Each submission gets a randomly generated ID when it starts. This ID is
attached to all the resources in the submission. This makes it easier to It
also makes it possible to generate a laundry list that contains exactly the
same resources that were originally submitted (possibly with added
auto-generated implicit resources).

The ID is automatically generated and system-controlled. It cannot be changed.
A submission can also have a name, which is optional and user-defined. The
submission name is determined by the file name used for the laundry list. E.g.
`pkar_submission-my_new_collection.csv` will use `my_new_collection`, i.e. the
text between `pkar_submission-` and `.csv`, as the submission name. Submisson
names are not required to be unique, but they can contain for example a date to
facilitate their search.

### Update

A submission is also used to update existing resources. Each resource update is
a full replacement of all the resource's metadata, so a submission must include
a full representation of each of the resources updated.

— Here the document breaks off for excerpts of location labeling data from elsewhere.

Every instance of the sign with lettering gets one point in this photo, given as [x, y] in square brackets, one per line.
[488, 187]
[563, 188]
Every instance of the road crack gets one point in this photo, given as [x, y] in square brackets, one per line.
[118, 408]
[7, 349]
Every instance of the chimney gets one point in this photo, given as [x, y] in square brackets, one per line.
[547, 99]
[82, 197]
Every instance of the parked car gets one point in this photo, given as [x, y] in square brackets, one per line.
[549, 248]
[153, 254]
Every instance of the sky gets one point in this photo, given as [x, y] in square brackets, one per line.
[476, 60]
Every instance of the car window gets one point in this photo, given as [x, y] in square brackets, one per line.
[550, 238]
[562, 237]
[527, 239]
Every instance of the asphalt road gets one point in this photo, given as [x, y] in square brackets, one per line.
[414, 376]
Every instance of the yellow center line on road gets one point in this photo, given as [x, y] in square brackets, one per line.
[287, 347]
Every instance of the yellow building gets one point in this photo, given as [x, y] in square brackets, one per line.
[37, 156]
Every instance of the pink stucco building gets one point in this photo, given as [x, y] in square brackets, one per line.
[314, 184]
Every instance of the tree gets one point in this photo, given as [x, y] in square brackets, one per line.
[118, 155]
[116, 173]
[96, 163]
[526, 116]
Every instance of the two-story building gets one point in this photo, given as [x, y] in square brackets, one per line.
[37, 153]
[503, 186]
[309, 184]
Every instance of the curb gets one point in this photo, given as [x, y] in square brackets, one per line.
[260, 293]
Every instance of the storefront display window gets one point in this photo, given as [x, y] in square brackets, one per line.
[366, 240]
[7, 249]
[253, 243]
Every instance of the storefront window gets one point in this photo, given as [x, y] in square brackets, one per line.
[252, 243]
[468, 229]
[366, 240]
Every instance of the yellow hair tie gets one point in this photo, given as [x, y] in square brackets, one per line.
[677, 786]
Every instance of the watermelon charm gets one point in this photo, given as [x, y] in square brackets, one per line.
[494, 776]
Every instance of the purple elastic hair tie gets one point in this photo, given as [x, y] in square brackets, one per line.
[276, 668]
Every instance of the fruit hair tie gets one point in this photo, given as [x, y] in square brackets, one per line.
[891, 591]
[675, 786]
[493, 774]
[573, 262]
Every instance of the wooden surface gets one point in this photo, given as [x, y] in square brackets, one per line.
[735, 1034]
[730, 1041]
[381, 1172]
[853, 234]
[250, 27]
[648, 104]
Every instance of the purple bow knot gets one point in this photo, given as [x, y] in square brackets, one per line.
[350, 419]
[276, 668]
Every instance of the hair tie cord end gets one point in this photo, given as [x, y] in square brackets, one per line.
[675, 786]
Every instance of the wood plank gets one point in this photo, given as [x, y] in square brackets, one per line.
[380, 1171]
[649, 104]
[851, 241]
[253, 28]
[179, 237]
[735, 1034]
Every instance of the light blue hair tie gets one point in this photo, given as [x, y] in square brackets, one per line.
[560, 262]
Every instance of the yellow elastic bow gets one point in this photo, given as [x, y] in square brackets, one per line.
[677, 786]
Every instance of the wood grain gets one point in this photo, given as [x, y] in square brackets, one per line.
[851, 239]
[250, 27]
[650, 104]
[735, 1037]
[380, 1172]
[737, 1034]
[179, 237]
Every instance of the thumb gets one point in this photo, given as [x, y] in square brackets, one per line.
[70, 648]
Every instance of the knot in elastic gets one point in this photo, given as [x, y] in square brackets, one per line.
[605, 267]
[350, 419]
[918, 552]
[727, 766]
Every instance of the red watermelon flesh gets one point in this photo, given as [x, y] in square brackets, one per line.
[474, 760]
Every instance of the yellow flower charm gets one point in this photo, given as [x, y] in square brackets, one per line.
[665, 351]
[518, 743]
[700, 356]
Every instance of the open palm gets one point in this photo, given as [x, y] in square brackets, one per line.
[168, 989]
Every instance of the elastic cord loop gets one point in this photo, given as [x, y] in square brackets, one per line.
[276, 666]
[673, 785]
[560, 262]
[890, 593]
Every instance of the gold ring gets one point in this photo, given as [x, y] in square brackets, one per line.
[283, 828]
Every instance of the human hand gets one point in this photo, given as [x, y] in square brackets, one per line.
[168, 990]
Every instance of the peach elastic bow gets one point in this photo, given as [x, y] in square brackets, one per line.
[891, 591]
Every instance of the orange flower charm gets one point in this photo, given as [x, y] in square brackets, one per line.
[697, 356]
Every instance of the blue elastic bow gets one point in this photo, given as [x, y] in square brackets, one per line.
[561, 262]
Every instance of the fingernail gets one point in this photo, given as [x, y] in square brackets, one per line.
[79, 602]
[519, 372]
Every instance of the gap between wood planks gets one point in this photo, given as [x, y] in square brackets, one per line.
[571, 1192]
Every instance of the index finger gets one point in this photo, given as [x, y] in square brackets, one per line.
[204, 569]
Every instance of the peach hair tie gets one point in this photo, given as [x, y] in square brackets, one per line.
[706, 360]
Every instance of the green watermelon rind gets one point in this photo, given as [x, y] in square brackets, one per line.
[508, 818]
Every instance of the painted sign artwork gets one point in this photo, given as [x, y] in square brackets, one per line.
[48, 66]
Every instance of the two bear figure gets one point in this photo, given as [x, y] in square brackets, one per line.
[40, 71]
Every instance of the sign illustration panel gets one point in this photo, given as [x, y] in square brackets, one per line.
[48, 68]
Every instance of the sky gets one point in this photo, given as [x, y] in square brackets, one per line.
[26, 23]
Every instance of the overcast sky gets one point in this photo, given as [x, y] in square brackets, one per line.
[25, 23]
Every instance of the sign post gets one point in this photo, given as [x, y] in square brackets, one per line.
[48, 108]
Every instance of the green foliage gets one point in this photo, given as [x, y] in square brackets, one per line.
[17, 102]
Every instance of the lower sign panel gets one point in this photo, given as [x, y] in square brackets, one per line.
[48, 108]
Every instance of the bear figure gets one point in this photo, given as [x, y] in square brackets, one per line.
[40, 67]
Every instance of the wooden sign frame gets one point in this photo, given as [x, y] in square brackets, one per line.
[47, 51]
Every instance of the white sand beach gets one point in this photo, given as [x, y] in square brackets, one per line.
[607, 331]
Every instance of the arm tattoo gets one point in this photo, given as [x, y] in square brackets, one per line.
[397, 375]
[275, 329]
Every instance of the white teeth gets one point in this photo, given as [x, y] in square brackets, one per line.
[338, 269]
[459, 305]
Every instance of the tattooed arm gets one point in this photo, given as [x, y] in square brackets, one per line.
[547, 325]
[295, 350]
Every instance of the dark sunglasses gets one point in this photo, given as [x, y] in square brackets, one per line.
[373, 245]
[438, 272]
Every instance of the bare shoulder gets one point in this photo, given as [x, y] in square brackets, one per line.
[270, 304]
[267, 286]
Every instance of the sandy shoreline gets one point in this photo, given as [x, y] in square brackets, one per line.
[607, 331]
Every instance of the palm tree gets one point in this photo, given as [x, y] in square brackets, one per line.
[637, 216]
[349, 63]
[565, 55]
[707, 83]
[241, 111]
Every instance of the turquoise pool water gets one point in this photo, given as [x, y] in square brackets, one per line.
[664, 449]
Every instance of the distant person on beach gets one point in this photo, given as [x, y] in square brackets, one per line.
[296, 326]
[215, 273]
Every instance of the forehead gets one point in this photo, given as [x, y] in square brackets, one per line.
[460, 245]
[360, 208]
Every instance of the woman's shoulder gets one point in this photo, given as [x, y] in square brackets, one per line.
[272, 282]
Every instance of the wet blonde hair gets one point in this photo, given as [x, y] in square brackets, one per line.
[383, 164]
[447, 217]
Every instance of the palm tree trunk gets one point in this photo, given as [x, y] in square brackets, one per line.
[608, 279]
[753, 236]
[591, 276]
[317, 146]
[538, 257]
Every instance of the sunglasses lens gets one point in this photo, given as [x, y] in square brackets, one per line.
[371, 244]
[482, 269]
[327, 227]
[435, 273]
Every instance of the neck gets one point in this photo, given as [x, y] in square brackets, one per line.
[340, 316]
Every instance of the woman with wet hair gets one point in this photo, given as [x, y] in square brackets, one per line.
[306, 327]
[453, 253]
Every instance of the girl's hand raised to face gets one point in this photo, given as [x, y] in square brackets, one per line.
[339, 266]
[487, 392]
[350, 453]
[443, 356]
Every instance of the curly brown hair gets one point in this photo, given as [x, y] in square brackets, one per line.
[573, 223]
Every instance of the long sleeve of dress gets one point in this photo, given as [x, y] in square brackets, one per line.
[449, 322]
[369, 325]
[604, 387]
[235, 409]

To facilitate this task while avoiding the need to hold on to all of the
archive's laundry lists, Pocket Archive can generate a laundry list for one or
more selected resources. This list, which represents the current state of the
resources requested, can be edited and submitted for an update. 

### Shortcuts

Some shortcuts are available to facilitate the management of larger
submissions.

#### Implicit resources

Some implicit resources are created 

#### ID generation

As mentioned before, explicitly adding IDs in a laundry list simplifies later
editing and management. However, this is one of the most tedious parts of a
laundry list creation.

Fortuntately, such repetitive and error-prone tasks can be easily automated
with tools provided by most spreadsheet applications. A macro (a mini-program
that runs in an application) for LibreOffice Calc is [provided
here](../src/util/libreoffice_idgen.bas) to automatically generate 16-character
IDs for all the cells selected in a table.